Беллона
Шрифт:
Разлил граппу по бокалам. Глянул на седовласую. Ее лицо внезапно сделалось чудесно молодым, ярким, розовели щеки, и морщин вроде было уже не так много. Он склонил набок голову, она ощупывала глазами его загорелое раскосое лицо.
– А вы нерусский.
– Нет, русский.
– Ну что вы мне говорите!
– У меня бабушка чувашка.
– Вот это ближе к истине.
– А вы... здесь живете?
Она продела ножку бокала сквозь пальцы, баюкала бокал в ладони.

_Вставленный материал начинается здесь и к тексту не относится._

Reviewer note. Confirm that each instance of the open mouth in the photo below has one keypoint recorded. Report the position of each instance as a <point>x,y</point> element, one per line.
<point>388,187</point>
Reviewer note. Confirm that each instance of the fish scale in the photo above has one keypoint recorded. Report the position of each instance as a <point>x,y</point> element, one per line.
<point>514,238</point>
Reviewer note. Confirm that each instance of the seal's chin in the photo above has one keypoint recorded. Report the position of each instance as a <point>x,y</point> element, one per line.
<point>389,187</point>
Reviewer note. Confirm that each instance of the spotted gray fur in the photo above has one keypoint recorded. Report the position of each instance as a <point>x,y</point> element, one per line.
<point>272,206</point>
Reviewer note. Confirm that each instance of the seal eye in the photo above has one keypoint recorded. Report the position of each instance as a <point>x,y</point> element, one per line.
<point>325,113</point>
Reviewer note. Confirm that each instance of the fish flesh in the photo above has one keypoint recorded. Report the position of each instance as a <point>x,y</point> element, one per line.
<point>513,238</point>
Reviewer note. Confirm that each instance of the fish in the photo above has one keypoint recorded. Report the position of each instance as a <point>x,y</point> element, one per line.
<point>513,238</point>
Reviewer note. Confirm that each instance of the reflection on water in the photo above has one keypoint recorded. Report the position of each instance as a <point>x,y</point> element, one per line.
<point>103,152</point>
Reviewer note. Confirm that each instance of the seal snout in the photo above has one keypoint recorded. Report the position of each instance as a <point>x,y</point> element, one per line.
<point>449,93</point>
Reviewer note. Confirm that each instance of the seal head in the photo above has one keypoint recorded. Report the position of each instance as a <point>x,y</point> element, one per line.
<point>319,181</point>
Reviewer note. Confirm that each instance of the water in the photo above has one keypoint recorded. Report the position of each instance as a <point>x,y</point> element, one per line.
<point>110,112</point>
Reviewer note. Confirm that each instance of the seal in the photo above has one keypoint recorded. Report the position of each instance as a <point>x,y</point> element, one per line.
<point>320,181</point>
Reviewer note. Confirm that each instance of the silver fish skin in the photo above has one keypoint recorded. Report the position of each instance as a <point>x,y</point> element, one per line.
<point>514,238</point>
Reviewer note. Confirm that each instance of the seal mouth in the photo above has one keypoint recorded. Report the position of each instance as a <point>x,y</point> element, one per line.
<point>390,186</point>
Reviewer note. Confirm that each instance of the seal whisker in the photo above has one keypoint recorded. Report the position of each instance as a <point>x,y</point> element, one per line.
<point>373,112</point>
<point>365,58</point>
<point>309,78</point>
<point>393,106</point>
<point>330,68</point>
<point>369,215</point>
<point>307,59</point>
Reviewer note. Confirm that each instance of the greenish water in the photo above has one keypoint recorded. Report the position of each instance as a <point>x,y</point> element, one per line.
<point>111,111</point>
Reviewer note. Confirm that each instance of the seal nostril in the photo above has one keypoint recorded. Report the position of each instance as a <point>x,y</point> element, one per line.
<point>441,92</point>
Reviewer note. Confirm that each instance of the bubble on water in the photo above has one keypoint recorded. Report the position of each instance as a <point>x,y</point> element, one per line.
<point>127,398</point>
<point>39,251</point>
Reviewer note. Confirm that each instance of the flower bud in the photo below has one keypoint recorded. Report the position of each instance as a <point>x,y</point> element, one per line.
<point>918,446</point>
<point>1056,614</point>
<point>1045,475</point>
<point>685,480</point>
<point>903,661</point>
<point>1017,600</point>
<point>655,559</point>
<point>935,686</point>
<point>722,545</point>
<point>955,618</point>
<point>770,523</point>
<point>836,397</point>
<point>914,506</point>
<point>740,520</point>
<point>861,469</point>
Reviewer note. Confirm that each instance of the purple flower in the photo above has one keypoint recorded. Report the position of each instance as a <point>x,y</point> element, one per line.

– Нет. В Америке. Я прилетела в Италию в гости.
– А! А я думал,
– У меня здесь похоронена подруга. Даже и не подруга, а...
– Она задумалась. Грела ладонью граппу в бокале.
– Не знаю, как вам объяснить.
– Не объясняйте, - он махнул рукой, - если не надо, то не надо.
– Сначала я у нее была служанкой, а потом... Я, знаете... Это как-то сразу трудно... Но тогда вы ничего не поймете, если я... Я была в лагере. Ну, в концлагере. В Аушвице.
– Где, где?
У Юрия вспотели руки. Он поставил бокал на стол.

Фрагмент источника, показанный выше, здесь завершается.